The Fed chairman told Congress in his semi-annual report that many in the U.S. central bank believe a weakening global economy and rising trade tensions have strengthened the case for a rate cut. That allayed investors’ concerns that unexpectedly strong U.S. jobs data reported Friday might give the Fed reason to hold interest rates.
“Local equity markets are reveling in the best of both worlds this morning as local investors love nothing more than lower U.S. interest rates and a weaker U.S. dollar,” Stephen Innes of Vanguard Markets said in a commentary.
Powell is due to appear before the Senate Banking Committee on Thursday but his testimony is not expected to have the same sort of impact.
Shares in Europe were uneven with Germany’s DAX losing 0.1% to 12,360 and Britain’s FTSE 100 flat at 7,529. The CAC 40 in France added 0.1% to 5,575.
Wall Street looked set to extend its winning streak, with Dow futures up 0.3% to 26,951 and the broader S&P 500 futures 0.2% higher at 3,005.
The U.S. stock market rallied through much of June after the Fed first signaled that it might cut rates if necessary to shore up the U.S. economy.
In his prepared statement on Wednesday, Powell said that since Fed officials met last month, “uncertainties around trade tensions and concerns about the strength of the global economy continue to weigh on the U.S. economic outlook.” Meanwhile, inflation has fallen farther from the Fed’s target.
The Fed’s benchmark rate currently stands in a range of 2.25% to 2.5% after the central bank raised rates four times last year. Many investors have put the odds of a rate cut this month at 100%.
A quarter-point cut in interest rates, which many investors expect, isn’t likely to have a big impact on consumers’ credit cards or mortgage rates. But it would reassure markets that the Fed would be open to further rate cuts if more signs of weakness in the global economy emerge.
Investors will have to wait until the end of the month to see what action the Fed takes on interest rates at its next meeting of policymakers. Before then, however, the market will turn its attention to U.S. consumer inflation data on Thursday and the quarterly corporate earnings season which begins next week.
Retaliatory tariffs remain another worry for markets.
While China-U.S. trade tensions have calmed with a resumption of talks by phone between top envoys, friction with France looms after President Donald Trump’s administration launched an investigation into French plans for a special tax targeting big tech companies.
In Asia, Hong Kong’s Hang Seng jumped 0.8% to 28,431.80, while the Shanghai Composite index edged 0.1% higher to 2,917.76. In Japan, the Nikkei 225 index climbed 0.5% to 21,643.53 and South Korea’s Kospi advanced 1.1% to 2,080.58. Australia’s S&P ASX 200 gained 0.4% to 6,716.10. Shares also rose in Taiwan and Southeast Asia.
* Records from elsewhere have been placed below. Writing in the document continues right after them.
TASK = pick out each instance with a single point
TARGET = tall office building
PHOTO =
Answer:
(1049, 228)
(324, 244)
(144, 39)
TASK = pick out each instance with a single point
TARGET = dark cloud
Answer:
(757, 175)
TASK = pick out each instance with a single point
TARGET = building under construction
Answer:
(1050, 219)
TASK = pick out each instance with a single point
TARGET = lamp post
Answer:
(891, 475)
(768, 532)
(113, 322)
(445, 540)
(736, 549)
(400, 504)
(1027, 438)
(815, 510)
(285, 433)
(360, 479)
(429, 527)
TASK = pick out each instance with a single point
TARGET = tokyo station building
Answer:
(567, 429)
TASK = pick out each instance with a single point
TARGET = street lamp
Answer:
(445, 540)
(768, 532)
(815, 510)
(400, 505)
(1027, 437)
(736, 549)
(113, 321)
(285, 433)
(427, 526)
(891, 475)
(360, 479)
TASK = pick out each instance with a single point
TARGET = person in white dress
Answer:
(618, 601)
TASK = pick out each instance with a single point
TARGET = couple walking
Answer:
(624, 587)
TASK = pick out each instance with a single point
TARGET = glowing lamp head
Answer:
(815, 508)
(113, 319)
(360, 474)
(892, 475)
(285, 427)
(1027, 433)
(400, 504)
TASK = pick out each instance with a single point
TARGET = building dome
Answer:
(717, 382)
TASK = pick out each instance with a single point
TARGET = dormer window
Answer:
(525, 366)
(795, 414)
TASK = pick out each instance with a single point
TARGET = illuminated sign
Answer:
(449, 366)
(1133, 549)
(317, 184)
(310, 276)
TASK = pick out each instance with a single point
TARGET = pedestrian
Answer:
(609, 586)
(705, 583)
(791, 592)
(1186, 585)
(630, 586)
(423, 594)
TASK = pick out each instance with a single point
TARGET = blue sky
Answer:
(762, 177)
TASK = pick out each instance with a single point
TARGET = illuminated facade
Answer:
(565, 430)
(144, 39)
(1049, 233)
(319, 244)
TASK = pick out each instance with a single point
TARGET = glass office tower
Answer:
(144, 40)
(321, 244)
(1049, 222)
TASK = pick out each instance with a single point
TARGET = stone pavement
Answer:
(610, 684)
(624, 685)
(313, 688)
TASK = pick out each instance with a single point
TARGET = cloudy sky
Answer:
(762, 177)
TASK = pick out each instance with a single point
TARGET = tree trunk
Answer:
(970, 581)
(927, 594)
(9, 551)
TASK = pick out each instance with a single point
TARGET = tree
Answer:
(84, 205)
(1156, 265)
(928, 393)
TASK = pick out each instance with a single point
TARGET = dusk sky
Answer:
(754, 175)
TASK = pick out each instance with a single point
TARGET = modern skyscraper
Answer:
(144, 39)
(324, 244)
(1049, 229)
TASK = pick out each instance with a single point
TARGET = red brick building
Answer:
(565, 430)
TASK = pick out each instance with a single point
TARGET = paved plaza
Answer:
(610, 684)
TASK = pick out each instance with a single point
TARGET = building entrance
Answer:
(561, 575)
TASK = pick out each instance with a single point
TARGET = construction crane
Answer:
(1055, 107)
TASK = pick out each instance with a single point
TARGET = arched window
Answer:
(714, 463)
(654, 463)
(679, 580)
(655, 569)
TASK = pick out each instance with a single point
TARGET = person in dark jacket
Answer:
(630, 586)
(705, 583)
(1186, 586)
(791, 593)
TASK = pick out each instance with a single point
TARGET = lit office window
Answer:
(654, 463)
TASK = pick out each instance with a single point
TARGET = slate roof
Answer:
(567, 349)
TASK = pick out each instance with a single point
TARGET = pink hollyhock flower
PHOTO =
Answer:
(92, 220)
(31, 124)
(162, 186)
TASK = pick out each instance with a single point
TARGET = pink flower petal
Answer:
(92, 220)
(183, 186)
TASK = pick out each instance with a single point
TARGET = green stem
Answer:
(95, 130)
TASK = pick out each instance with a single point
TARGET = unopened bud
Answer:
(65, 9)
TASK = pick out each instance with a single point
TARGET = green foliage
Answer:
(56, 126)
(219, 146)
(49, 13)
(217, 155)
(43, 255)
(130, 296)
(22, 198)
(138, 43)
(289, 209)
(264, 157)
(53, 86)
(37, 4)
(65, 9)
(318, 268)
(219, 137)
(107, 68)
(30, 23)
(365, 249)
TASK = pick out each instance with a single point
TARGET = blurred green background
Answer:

ENERGY: Benchmark U.S. crude oil picked up 21 cents to $60.64 per barrel in electronic trading on the New York Mercantile Exchange. On Wednesday, it jumped $2.60 to settle at $60.43 a barrel, the highest level since late May. Brent crude oil, the international standard, added 24 cents to $67.25 per barrel. Overnight, it gained $2.85 to close at $67.01 a barrel.
CURRENCIES: The dollar fell to 108.14 Japanese yen from 108.45 yen on Wednesday. The euro strengthened to $1.1271 from $1.1250.